The Border Forest doesn't want me.

I know this because the moss withers beneath my fingertips. Because the birds fall silent when I stumble past. Because even the ancient trees seem to lean away, their branches curling back like they can smell the corruption bleeding from my skin.

I drag myself forward another foot. Then another. My legs shake with each step, muscles screaming protests I can barely hear over the roaring in my ears. The fever makes everything distant and sharp at the same time—colors too bright, sounds too loud, my own heartbeat thundering like war drums.

Twenty-three years of perfection. Gone. Destroyed by one moment of curiosity.

My hand reaches for my throat, searching for the royal pendant that's always hung there. My fingers close on empty air. They tore it from me at the gates. The High Priestess herself ripped the silver chain away, her face twisted with disgust.

"Shadow-touched. Corrupted. Irredeemable."

The words echo in my skull with each stumbling step.

I should stop. Should give up. My body is begging me to lie down, to let the curse finish what it started. But some stubborn part of me—the part that made me touch that tree in the first place—refuses to surrender.

The shadows beneath my skin writhe like living things. I can feel them testing boundaries, pushing against the walls of my veins, searching for weaknesses. It feels like ice and fire breeding something new inside me, something that wants out so badly it's willing to tear me apart to escape.

I collapse beside a stream, the impact jarring bones I didn't know could hurt this much.

The water looks clear. Clean. Everything I'm not anymore.

I try to cup my hands, to drink, but they're shaking so violently the water slips through my fingers. Three attempts. Four. On the fifth, I give up and lower my face directly to the stream, lapping at it like an animal.

The water tastes like ash in my mouth.

When I lift my head, I catch my reflection in the surface.

I don't recognize the creature staring back.

My silver hair—the mark of Luminara's royal bloodline—is streaked with black like someone spilled ink across silk. My eyes flicker between their natural blue and something darker, something that swallows light instead of reflecting it. And the veins. Gods, the veins. Dark lightning spreads across my pale skin, pulsing with alien power, mapping corruption in exquisite detail.

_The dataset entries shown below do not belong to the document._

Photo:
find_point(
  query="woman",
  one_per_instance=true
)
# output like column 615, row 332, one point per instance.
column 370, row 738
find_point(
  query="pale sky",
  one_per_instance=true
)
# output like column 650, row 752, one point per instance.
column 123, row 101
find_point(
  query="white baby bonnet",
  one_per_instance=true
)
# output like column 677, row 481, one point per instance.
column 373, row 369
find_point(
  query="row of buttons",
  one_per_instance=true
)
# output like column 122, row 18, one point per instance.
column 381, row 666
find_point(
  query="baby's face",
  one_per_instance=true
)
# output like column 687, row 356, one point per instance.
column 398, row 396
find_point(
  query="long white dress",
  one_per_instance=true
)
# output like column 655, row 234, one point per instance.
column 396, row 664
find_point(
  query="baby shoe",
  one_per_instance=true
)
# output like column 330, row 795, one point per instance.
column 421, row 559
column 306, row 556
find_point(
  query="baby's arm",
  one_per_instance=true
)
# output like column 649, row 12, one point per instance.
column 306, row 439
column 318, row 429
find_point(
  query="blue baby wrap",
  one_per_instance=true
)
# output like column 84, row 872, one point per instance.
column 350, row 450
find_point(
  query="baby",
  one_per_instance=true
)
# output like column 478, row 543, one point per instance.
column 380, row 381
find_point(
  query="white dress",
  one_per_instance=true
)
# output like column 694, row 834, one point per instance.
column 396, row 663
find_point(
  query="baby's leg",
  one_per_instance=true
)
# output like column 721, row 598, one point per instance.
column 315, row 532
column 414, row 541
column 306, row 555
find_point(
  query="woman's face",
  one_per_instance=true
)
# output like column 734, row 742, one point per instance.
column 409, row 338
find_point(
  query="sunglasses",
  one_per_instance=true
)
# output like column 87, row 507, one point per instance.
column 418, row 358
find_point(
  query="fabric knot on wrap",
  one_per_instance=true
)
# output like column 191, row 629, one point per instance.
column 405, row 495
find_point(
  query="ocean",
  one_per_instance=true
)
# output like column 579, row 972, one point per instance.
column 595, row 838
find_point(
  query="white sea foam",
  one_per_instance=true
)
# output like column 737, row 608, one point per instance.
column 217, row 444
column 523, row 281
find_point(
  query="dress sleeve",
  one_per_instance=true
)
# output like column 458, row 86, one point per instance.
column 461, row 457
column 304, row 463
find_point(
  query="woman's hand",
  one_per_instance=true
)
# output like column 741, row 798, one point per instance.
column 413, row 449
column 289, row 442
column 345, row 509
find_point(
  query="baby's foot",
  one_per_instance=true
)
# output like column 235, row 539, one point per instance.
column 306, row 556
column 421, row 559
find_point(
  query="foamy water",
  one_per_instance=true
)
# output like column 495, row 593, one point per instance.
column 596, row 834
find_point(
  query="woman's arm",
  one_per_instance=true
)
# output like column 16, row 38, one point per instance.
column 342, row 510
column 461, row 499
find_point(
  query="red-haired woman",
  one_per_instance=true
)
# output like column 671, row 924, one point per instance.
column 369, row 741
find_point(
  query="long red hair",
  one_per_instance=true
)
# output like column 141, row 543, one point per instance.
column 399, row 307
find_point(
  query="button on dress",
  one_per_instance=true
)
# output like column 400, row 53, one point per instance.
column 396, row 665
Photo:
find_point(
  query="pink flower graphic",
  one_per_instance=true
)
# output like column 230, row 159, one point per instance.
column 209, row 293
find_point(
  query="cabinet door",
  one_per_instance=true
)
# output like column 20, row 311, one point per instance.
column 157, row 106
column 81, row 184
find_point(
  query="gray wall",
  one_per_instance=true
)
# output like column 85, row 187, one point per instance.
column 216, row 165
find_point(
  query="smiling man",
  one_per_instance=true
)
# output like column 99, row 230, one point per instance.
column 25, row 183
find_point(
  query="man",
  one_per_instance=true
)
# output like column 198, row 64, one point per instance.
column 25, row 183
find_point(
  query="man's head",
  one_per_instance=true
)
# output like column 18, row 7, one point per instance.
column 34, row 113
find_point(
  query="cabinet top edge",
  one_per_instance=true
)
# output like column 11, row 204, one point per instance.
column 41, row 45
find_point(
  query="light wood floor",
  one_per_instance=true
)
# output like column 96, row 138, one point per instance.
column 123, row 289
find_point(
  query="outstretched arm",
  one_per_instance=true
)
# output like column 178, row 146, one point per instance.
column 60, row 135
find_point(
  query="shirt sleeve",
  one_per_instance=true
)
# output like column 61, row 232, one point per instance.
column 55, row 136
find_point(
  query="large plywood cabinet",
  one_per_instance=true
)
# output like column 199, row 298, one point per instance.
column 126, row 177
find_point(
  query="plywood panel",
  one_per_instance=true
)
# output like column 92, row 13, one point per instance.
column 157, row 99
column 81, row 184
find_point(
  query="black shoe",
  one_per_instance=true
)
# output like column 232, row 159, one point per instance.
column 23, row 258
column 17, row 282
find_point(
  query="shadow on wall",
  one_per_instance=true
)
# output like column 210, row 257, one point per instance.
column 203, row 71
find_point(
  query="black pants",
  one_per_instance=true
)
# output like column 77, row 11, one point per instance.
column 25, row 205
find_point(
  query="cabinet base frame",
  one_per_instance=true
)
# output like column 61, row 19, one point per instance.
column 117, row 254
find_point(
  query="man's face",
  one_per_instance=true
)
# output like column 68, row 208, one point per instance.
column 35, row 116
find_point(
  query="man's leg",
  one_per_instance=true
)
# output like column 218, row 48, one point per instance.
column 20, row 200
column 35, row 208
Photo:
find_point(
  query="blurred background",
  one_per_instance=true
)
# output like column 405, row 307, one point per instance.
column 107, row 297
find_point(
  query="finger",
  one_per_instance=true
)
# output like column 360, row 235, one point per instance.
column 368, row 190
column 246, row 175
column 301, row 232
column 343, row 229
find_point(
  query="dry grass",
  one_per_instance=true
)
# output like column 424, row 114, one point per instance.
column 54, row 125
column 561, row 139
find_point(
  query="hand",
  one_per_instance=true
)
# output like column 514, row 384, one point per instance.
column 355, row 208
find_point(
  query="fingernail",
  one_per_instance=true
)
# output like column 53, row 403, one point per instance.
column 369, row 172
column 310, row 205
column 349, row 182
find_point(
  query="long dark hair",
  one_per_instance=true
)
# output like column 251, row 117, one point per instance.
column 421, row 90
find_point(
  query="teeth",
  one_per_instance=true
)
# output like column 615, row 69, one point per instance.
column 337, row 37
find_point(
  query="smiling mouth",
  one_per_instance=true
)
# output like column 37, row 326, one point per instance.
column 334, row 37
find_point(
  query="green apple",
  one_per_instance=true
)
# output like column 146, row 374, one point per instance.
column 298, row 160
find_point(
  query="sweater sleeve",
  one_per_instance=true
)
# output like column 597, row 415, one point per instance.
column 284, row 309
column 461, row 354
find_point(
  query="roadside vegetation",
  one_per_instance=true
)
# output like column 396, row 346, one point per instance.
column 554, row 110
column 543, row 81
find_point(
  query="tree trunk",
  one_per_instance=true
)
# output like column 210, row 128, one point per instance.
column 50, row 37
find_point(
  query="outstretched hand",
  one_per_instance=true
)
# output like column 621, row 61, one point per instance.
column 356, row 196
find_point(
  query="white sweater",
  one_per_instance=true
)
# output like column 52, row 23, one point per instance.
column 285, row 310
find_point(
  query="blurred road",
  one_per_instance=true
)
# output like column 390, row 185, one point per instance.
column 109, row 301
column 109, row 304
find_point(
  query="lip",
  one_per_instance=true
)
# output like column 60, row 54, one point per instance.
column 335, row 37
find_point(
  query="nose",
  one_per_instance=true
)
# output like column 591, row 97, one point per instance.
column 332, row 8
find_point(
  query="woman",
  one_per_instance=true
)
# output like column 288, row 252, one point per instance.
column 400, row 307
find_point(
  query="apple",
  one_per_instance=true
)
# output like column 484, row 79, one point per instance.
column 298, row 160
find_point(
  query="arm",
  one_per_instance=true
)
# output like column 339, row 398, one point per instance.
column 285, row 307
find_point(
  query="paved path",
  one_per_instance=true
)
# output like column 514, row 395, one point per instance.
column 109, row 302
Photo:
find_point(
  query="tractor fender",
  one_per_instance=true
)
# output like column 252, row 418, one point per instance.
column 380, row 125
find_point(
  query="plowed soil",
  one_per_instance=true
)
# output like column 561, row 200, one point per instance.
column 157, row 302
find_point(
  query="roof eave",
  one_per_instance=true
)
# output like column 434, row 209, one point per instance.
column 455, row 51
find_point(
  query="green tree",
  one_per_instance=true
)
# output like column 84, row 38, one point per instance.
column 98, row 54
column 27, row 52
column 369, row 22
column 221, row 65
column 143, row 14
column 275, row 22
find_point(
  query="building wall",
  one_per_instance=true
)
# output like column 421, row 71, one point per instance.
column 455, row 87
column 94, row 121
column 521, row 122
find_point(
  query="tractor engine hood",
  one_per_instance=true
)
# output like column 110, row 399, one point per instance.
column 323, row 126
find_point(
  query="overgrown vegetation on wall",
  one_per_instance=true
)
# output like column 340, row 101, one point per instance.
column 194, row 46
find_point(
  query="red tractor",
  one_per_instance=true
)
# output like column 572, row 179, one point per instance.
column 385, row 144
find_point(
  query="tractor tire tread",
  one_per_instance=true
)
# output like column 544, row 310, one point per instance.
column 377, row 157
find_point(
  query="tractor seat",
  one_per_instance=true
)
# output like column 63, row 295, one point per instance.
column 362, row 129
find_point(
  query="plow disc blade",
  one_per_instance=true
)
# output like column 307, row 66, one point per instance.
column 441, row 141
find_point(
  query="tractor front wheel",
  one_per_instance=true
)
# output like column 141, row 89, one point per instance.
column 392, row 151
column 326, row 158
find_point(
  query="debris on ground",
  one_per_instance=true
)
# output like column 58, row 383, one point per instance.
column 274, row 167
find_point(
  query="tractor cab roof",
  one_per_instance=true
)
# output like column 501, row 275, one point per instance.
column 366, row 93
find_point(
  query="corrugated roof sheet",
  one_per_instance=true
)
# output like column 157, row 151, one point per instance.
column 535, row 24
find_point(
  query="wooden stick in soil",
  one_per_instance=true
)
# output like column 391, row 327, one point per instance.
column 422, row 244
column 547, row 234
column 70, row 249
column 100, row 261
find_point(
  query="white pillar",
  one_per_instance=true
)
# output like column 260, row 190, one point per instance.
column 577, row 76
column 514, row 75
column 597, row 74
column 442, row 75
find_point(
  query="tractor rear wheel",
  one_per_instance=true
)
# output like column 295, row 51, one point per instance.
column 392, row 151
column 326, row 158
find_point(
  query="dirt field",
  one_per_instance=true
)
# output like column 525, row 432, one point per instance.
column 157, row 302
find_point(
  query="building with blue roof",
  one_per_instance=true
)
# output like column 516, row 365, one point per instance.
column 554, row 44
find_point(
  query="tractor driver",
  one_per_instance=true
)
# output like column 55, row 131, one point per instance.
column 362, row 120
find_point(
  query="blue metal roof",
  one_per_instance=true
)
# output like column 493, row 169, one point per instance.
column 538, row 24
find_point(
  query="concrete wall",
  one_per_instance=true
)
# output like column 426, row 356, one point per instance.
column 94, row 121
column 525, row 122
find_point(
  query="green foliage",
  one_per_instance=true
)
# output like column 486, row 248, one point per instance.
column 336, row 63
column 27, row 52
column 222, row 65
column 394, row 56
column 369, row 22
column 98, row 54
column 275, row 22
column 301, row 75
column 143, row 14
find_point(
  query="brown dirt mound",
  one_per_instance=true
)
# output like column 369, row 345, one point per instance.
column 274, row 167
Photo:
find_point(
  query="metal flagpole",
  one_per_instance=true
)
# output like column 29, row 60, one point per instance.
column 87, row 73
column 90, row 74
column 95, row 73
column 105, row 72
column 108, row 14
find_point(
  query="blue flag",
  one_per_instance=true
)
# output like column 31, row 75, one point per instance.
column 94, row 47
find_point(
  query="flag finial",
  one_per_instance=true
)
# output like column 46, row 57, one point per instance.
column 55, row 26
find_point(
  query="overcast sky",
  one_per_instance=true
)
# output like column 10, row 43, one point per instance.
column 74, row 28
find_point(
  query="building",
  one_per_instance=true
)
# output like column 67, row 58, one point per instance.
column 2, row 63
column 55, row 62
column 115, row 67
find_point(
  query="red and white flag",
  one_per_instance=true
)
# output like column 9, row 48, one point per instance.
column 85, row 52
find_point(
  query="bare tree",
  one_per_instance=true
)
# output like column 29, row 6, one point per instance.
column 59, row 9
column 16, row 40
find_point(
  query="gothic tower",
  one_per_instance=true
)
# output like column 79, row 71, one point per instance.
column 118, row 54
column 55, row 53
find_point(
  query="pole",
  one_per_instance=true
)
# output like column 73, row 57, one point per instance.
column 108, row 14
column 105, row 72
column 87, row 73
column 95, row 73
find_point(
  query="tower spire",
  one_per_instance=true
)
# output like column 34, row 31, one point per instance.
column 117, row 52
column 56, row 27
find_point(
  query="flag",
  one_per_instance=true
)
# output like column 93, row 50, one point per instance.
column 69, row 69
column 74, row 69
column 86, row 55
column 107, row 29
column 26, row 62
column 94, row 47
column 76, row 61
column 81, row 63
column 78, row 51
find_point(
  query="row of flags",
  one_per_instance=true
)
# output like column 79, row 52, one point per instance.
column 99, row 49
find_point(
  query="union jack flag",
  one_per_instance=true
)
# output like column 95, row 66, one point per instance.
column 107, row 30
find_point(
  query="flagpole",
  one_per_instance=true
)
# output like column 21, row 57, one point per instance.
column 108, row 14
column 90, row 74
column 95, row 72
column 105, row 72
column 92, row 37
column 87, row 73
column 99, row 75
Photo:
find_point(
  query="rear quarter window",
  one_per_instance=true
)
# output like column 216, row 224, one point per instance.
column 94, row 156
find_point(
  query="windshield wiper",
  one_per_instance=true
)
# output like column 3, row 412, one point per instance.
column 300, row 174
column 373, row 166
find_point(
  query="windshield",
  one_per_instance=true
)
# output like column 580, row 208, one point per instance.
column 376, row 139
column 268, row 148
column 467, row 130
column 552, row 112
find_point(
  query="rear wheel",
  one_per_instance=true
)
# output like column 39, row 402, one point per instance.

My mother would weep to see me now. Actually, no. She already wept. I watched her cry as the guards dragged me to the border. But those weren't tears of grief—they were tears of shame. Tears for the daughter who'd humiliated her, who'd destroyed their perfect legacy with one reckless touch.

"We raised you better than this, Ariella."

My father's voice. Cold. Disappointed. Final.

The memory sends fresh pain lancing through my chest, worse than the fever, worse than the curse. Because that hurt is old and familiar. I've been disappointing them my whole life—asking too many questions, challenging too many traditions, wanting too much to be seen as something other than a symbol.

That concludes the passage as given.